Select the trajectories at once. Dimension ntraj can be used to identify the trajectory.

[10]:
fesom_ds.pyfesom2.select_points(lon=lons, lat=lats, time =times, nz1=levs)
[10]:
<xarray.Dataset>
Dimensions:   (ntraj: 3, nz: 48, trajectory: 5)
Coordinates:
    time      (ntraj, trajectory) datetime64[ns] 1950-01-31T23:15:00 ... 1950...
    lat       (ntraj, trajectory) float64 dask.array<chunksize=(3, 5), meta=np.ndarray>
    lon       (ntraj, trajectory) float64 dask.array<chunksize=(3, 5), meta=np.ndarray>
    nz1       (ntraj, trajectory) float64 -850.0 -735.0 -735.0 ... -630.0 -735.0
  * nz        (nz) float64 0.0 -5.0 -10.0 -20.0 ... -5.65e+03 -6e+03 -6.25e+03
    distance  (ntraj, trajectory) float64 0.0 1.046e+06 ... 2.161e+06 3.117e+06
Dimensions without coordinates: ntraj, trajectory
Data variables:
    temp      (ntraj, trajectory) float32 dask.array<chunksize=(3, 5), meta=np.ndarray>
    salt      (ntraj, trajectory) float32 dask.array<chunksize=(3, 5), meta=np.ndarray>
    a_ice     (ntraj, trajectory) float32 dask.array<chunksize=(3, 5), meta=np.ndarray>
    m_ice     (ntraj, trajectory) float32 dask.array<chunksize=(3, 5), meta=np.ndarray>
    ssh       (ntraj, trajectory) float32 dask.array<chunksize=(3, 5), meta=np.ndarray>
    sst       (ntraj, trajectory) float32 dask.array<chunksize=(3, 5), meta=np.ndarray>
Attributes:
    Dataset URL:  https://swiftbrowser.dkrz.de/public/dkrz_02942825-0cab-44f3...

4. Selection on variables

In above examples selections were performed on entire dataset, which is convininent to make selections on entire dataset but the .pyfesom2 accessor can also be used on individual data variables (dataarrays) of datasets.

[11]:
fesom_ds.pyfesom2.temp.select_points(lon=sel_lons, lat=sel_lats, nz1=sel_levels)
[11]:
<xarray.DataArray 'temp' (time: 144, nod2: 5)>
dask.array<transpose, shape=(144, 5), dtype=float32, chunksize=(1, 5), chunktype=numpy.ndarray>
Coordinates:
  * time      (time) datetime64[ns] 1948-01-31T23:15:00 ... 1959-12-31T23:15:00
    lat       (nod2) float64 dask.array<chunksize=(1,), meta=np.ndarray>
    lon       (nod2) float64 dask.array<chunksize=(1,), meta=np.ndarray>
    nz1       (nod2) float64 -2.5 -7.5 -2.5 -25.0 -15.0
    distance  (nod2) float64 0.0 5.017e+03 1.503e+04 2.504e+04 3.005e+04
Dimensions without coordinates: nod2
Attributes:
    description:  temperature
    units:        C

Here select_points is used on variable temp to select a transect defined using sel_lons, sel_lats and sel_levs.
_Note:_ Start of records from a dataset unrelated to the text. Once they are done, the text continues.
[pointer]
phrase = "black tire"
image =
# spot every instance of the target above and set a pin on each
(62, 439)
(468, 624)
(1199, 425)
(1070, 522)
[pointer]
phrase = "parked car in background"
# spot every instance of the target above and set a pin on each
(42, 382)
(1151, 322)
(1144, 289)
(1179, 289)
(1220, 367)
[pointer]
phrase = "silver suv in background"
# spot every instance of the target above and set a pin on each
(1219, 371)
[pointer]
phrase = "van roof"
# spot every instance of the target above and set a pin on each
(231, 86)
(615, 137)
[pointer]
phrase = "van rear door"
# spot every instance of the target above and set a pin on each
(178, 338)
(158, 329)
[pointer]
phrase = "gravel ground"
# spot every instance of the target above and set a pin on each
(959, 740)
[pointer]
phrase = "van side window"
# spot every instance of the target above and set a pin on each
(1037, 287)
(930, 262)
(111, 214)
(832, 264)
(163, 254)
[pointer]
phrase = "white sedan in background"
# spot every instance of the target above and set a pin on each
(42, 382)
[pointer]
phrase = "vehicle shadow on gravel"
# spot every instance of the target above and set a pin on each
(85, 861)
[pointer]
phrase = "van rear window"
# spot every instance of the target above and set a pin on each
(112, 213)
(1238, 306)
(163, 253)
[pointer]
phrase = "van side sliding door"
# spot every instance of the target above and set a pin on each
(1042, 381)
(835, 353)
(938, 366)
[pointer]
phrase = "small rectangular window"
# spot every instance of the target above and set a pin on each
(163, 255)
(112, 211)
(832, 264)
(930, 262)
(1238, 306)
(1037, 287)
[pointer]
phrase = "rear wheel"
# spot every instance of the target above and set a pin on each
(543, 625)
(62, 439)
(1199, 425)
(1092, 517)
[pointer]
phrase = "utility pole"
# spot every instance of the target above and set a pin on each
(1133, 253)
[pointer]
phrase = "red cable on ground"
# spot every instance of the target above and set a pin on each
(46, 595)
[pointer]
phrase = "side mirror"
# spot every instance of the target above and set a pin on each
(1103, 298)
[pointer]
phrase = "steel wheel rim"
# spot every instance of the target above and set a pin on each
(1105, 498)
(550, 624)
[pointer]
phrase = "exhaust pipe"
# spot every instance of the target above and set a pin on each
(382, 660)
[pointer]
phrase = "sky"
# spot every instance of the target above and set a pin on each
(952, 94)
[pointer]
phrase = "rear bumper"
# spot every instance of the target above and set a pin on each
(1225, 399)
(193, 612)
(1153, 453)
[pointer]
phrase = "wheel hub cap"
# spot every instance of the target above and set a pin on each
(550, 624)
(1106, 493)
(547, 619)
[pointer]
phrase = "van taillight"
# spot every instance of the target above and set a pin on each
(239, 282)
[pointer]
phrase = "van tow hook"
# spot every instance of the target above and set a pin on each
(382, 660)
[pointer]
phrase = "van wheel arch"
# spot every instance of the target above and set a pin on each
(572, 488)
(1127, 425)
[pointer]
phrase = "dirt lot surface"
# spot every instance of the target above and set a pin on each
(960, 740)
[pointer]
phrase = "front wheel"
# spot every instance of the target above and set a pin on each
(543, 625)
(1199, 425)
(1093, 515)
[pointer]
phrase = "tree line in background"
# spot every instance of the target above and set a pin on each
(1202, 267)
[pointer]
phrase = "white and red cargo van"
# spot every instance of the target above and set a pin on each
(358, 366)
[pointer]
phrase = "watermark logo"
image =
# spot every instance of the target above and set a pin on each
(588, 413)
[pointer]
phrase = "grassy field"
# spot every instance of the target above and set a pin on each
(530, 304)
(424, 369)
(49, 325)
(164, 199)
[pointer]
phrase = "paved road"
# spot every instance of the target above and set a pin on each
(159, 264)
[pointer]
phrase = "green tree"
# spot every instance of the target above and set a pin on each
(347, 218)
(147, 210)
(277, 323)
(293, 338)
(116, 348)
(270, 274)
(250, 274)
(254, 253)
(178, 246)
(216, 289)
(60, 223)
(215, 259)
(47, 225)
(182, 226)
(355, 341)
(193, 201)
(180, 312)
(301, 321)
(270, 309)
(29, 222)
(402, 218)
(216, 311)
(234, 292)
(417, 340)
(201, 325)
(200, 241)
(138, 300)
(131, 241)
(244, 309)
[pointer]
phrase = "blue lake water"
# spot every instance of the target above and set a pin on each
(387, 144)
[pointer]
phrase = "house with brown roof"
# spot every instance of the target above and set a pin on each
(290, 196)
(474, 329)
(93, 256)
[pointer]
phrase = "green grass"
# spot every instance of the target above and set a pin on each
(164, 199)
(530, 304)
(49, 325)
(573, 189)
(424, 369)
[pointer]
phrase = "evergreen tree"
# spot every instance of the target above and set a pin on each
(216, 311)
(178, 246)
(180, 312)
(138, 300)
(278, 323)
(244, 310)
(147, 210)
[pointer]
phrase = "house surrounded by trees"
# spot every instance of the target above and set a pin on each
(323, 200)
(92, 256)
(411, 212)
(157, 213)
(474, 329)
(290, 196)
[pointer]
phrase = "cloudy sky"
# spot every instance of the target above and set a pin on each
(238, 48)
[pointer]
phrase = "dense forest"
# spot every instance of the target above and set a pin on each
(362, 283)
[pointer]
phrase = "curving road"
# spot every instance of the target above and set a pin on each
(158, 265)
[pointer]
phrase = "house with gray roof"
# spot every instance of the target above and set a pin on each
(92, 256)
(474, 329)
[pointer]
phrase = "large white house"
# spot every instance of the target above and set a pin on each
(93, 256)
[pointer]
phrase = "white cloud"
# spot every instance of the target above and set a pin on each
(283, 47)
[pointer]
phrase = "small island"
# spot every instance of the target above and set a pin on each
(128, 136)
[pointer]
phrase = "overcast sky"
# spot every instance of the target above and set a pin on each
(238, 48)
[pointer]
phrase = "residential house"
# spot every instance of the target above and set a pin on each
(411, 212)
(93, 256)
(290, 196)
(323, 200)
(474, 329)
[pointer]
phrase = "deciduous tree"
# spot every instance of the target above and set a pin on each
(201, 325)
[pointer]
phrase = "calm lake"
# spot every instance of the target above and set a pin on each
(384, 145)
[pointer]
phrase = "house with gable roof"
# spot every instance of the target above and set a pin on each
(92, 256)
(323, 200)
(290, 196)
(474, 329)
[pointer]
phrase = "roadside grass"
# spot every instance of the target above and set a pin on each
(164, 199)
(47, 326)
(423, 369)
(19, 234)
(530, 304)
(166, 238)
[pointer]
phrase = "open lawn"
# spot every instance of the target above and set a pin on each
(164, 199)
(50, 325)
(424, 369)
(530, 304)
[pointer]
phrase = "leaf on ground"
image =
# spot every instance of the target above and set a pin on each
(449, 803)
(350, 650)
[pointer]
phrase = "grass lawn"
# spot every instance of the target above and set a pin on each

Region selection on a data variable returns an Xarray dataset. This is unlike selection on data variables in Xarray, which always returns a dataarray. Returning dataset for region selection was necessary to retain faces coordinate variable which otherwise would not be not possible to retain in a dataarray. The coordinate variable faces is necessary for spatial plots and to be able to save the region subset as a standalone dataset.